New software version, new problems? A former Apple developer lists a few reasons.
David Shayer worked for Apple for 18 years and wrote a very interesting article in the Apple blog TidBITS. We only summarize his explanations here, you should read the whole article linked above.
6 reasons leading to bugged macOS and iOS systems
Current versions are macOS Catalina and iOS 13. Catalina deletes e-mails, cancels interfaces and partially paralyzes entire computers, so that even quick in-between updates are necessary. iOS 13 also introduces functions that lead to incompatibilities, sometimes with advance warning, sometimes simply without.
David Shayer lists these six points for such a situation:
- Too many features, developers don’t want to admit if they can’t keep to the schedule
- Automatic crash reports do not show other bugs
- Less bad bugs are processed less often
- New errors are corrected, old ones not
- Automatic tests are underused
- The complexity has increased strongly
The fact that today’s software is very extensive should not be a secret.

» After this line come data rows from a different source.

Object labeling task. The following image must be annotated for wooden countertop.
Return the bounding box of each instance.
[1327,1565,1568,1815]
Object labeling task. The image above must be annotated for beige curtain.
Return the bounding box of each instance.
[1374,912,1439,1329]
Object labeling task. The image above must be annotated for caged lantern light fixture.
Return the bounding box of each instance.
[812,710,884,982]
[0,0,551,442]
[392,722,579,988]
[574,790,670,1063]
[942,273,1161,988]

This complexity, which also results from the fact that all devices are synchronized via the iCloud, leads to a lot of code that needs to be controlled. Automatic testing is practical and time-saving. According to David Shayer, this would be an area that Apple could improve, as a lot of manual testing is still used.
If a software has an error, it is listed and then processed. Apple differentiates here, however, whether the bug occurs because the new function has caused it or whether it is a bug that already existed in an older version. Absurd: if it is a new bug, it is fixed, if it is older, everything stays as it is.
More features, less product maintenance.
Some bugs occur in day-to-day operations, but are not reported to Apple by the system’s crash reporter. Then it can happen that these problems are not tackled at all. Examples: the iCloud photo stream that doesn’t synchronize or the known fact that a time machine backup becomes corrupt at some point.
All this has to do with the fact that Apple has set an annual rhythm for the releases and also always wants to introduce new functions (take a look at how many of the newly listed things you really use – who cares about screentime?). They eat up the development time while old bugs are dragged along.
The own ecosystem becomes incompatible.
According to David Shayer, Apple is aware of this problem, because it partly affects standard functions that don’t work and which have a strong influence on Apple’s image. In an ecosystem that used to “just work”, you currently have to keep your eyes peeled to see which officially supported elements still work together or are maintained at all. And that should actually be the task of the company, not the customer.